Я не говорю, что это было правильно.
Я говорю, что это помогало.
Мое единственное хорошее воспоминание, связанное с сидением на сцене TCA, относится к тому году, когда создатель «Отчаянных домохозяек» Марк Черри по доброте душевной сжалился надо мной во время заседания руководителей программ. Когда на меня обрушилась буря вопросов об одной невезучей актрисе, он подключился к обсуждению, давая ответы и отбиваясь от самых каверзных вопросов серией обворожительных шуток. За двадцать минут до этого кому-то – я даже не помню, кому именно, – пришлось отрывать мои пальцы от дверцы машины, чтобы проводить внутрь здания. Я не сопротивлялась. Я просто заледенела от страха и была не способна пошевелиться.
Я была ходячей панической атакой. Мой страх сцены был настолько полным и всепоглощающим, что повелевал каждым моим появлением на публике. Речи во время церемоний награждения, интервью, ток-шоу… Опра.
Опра.
Опра трижды брала у меня интервью.
Вот что я помню о своих интервью с Опрой.
Добела раскаленные вспышки света перед глазами. Странное онемение в конечностях. Пронзительный жужжащий звон в голове.

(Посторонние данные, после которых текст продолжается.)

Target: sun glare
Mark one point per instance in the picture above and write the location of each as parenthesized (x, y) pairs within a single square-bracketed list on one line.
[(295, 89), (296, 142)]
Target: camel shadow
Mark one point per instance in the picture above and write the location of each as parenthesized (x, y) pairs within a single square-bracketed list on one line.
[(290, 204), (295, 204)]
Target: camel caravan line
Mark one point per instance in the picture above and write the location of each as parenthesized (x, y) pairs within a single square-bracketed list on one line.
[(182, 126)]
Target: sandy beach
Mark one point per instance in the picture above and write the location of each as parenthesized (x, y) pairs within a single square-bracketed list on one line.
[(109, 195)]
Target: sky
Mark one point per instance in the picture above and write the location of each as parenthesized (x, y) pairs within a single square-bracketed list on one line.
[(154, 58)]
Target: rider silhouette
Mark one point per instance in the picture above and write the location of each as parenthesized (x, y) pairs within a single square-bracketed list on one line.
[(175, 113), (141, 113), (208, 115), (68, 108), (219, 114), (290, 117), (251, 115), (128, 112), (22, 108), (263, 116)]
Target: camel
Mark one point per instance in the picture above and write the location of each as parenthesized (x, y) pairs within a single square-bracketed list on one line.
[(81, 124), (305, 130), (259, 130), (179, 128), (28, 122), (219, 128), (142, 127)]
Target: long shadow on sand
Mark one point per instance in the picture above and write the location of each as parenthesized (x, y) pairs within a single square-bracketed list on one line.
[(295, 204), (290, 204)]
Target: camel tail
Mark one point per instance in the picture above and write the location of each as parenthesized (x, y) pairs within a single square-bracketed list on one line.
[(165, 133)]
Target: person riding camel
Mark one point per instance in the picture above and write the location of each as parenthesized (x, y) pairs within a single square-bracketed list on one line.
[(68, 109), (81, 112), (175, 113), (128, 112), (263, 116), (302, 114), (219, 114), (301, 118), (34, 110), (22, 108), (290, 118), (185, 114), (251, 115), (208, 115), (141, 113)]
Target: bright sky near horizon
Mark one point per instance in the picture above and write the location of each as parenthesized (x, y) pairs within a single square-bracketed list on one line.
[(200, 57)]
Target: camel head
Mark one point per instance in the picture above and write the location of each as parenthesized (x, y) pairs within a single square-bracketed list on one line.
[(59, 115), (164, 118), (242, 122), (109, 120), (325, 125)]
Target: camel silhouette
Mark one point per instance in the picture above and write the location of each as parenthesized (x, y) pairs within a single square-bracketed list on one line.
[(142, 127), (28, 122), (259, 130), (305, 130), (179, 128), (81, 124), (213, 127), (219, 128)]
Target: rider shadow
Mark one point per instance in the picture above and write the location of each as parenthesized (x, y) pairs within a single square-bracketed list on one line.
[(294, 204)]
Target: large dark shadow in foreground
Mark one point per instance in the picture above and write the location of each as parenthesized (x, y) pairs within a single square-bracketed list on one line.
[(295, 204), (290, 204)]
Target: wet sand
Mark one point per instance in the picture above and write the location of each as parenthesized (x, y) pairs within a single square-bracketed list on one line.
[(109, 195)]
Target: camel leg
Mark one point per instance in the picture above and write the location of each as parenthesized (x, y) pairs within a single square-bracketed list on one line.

Так что я… не помню ничего.
НИЧЕГО.
Я родом из предместий Чикаго. Я воспитывалась на Опре. Я смотрела «Шоу Опры Уинфри», еще когда оно носило название AM Chicago. Я покупала все, что она рекомендовала нам покупать, и прочла каждую книгу, которую она советовала прочесть. Я записывала каждое мудрое слово, которым она делилась с нами по телевизору. Я крещена католичкой, но была прихожанкой Церкви Опры. Если вы – человек, живущий на этой планете, то вы знаете, о чем я говорю. Это знают все. Это ОПРА.
Интервью с Опрой было для меня не мелочью.
И что же я помню из этих драгоценных моментов, проведенных с ней?
Ничего.
Из интервью для журнала «О»? Ничего.
Из интервью для шоу Опры с актерским составом «Анатомии страсти»? Ни словечка.
Из интервью с Керри Вашингтоном для программы «Следующая глава Опры»? Ни единой чертовой мысли.
Однако у меня остались весьма живые воспоминания о мгновениях непосредственно перед этими интервью. В тот первый раз художница по костюмам «Анатомии страсти», Мими Мелгард, разглаживала мою юбку и вертела меня, проверяя, хорошо ли я выгляжу. Потом одобрительно кивнула и твердо погрозила мне пальцем.
– Не двигайся до тех пор, пока не увидишь Опру.